There is no doubt about it, Vancouver is one of the most beautiful cities in the world (on a sunny day), but when I visit my brother in St. Nicholas (on the Vale) I always think there is nothing to compare with the ‘green, green fields of home’. Not that where I grew up in Splott was very green, except for the park, but my elder brother married a farmer’s daughter so the Vale of Glamorgan is like second home for me.

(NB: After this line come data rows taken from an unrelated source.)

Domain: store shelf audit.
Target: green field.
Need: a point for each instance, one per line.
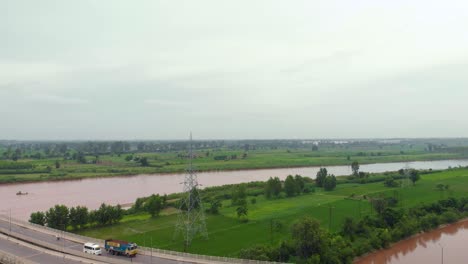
(173, 162)
(227, 235)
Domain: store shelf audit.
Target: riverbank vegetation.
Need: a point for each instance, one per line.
(48, 161)
(361, 214)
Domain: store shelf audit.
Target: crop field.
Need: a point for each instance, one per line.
(270, 220)
(47, 169)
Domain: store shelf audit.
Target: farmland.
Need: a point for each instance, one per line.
(48, 162)
(228, 236)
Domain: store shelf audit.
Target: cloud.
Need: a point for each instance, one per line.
(56, 100)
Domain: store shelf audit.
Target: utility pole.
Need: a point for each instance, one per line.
(191, 218)
(10, 222)
(442, 256)
(271, 231)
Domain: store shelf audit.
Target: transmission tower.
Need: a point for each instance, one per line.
(191, 218)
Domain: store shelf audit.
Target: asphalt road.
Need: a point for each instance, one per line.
(73, 245)
(30, 254)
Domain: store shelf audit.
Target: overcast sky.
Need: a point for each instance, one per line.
(233, 69)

Somewhat disconnected, but this thread does talk about memories… I just read on the BBC world news about the anniversary of the Aberfan disaster. In a roundabout way it was why I went into engineering–to try to prevent anything like that happening again. In the latter years of my mining career I led a team that was dedicated to finding ‘better ways of doing things’ and still remember the day we tested something that could save lives far underground in Ontario. All the miners were watching, including one who had been badly injured in a rockfall, so was very brave to stand by us on his crutches while we ran the tests. He asked why I had dedicated so much of my life to improving mines. My answer was one word–‘Aberfan’. He wept.

SSiW is reaching out to so many people around the world, forging connections through our attempts to speak a precious language–you cannot underestimate the good it is doing far beyond language itself, because friendship and goodwill are born through what we say (and do) for one another on this forum. May that goodwill continue!